I surveyed the area thinking the cleaning people may have used some new "crap" from the Dollar Store when cleaning the elevator!   Hey when you/me have had over a 1/3 of my/your lung removed Dollar Store products are NOT on the list of good for me stinks.  And this stunk. 

I come home from work that day eight plus hours later.  Pack my "Grannie Cart" at my vehicle with the groceries I purchased along with a bottle of DeWar's Scotch as it had a $5 coupon off until the 30th.  Walked to the elevator, pushed the UP bottom and when the door opened there it was again!  A gallon of febreze must have spilled or the cleaning people purchased from the Dollar Store.  I pulled my shirt up over my nose and mouth so I could continue living till the dang electric box elevator got me to floor ONE.  I escaped alive.  Unlocked my apartment door and entered only to see my little dog begging to go outside as usual.

I picked her up and we headed for the entrance of the apartment building.  Opened the final door and got hit with the gallon of FEBREZE from Mexico or China immediately AGAIN.  And there sat the culprit.  A 93 year old man that lives on 3rd floor and grumbles about everything all the time.  But this day he was grinning happily.  My little dog was sneezing over and over and I was dying! 

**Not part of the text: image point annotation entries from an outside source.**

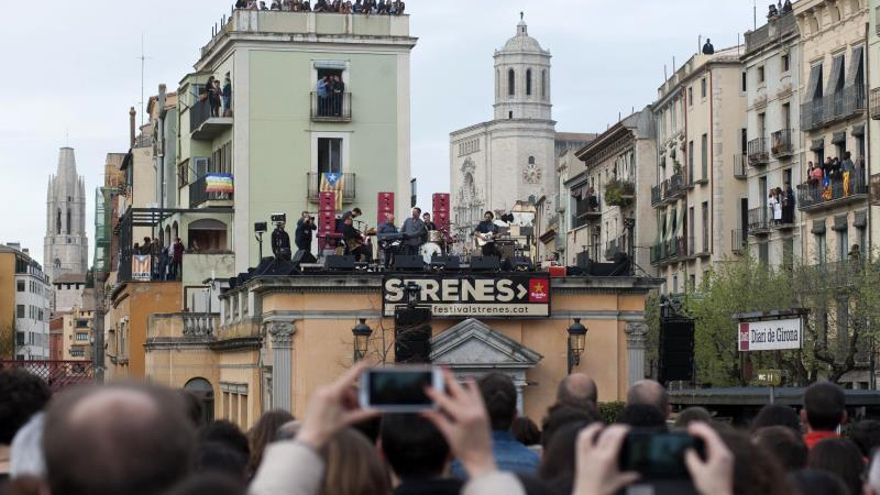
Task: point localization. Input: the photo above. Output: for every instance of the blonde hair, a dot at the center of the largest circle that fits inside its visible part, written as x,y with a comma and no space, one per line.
353,467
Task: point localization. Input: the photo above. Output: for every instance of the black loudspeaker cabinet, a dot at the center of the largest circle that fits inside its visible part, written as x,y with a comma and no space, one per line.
334,262
485,263
412,335
676,350
303,256
409,262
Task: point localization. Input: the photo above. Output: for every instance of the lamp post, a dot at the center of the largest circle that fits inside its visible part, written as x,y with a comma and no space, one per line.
577,334
362,333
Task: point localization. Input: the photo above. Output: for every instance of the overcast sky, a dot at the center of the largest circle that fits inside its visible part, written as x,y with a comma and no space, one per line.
73,69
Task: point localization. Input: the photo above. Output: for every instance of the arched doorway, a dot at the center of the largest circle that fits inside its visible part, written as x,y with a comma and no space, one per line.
202,389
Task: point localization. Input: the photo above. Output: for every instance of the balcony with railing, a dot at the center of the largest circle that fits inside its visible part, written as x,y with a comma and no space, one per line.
781,144
839,192
331,108
203,124
875,103
758,152
759,220
820,112
212,190
347,185
740,164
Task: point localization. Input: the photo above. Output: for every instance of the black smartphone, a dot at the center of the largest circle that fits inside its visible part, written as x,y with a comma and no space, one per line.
658,455
399,389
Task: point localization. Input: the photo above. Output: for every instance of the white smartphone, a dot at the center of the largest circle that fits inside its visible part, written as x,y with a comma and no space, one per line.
399,389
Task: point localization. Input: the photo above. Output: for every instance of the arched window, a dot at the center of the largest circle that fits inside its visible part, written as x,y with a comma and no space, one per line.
203,390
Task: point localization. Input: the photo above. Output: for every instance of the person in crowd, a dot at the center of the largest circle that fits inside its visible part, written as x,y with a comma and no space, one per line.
823,412
263,433
22,395
839,456
281,242
499,395
784,444
651,393
777,415
644,416
816,482
176,258
414,231
708,49
526,432
692,415
132,439
305,226
418,455
577,389
352,466
866,435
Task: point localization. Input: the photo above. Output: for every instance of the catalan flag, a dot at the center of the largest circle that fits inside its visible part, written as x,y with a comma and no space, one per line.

The old man smiles as he holds up a black bottle and says, " Can you smell my cologne? I been spraying it all around."   (Yes you have been you dear sweet old fellow.)

I responded, "Yes it is amazing!"  (I wanted to say NO SHIT SHERLOCK! But of course I did not.) Bless his Gosh Awful stink.  He was so proud.

He said he was waiting for his girls to come and witness the changes in his WILL.  I smiled as I opened the outside door to the building hoping to relieve myself and my dogs lungs of a sure death on the spot occurrence.  Jeez I didn't know when you got old your smeller went too!!  He obviously couldn't smell his overload on small town apartment USA.

We go outside and my little dog continued to sneeze for a half a block at least.  I shall Pray the old fellow stops spraying the elevator and front entry or maybe I will pray he drops it in his third floor apartment and it breaks.  I just remembered he has a fancy little red sports car which means he would just go buy more.  I guess I wont pray about it after all, I will just give it to God and hope for the best like I do everything anymore.  Once you have had cancer that's what "cha" do.  Guess come to think of it the smell wasn't so bad as having part of a lung removed.  I'm good. Thanks for listening.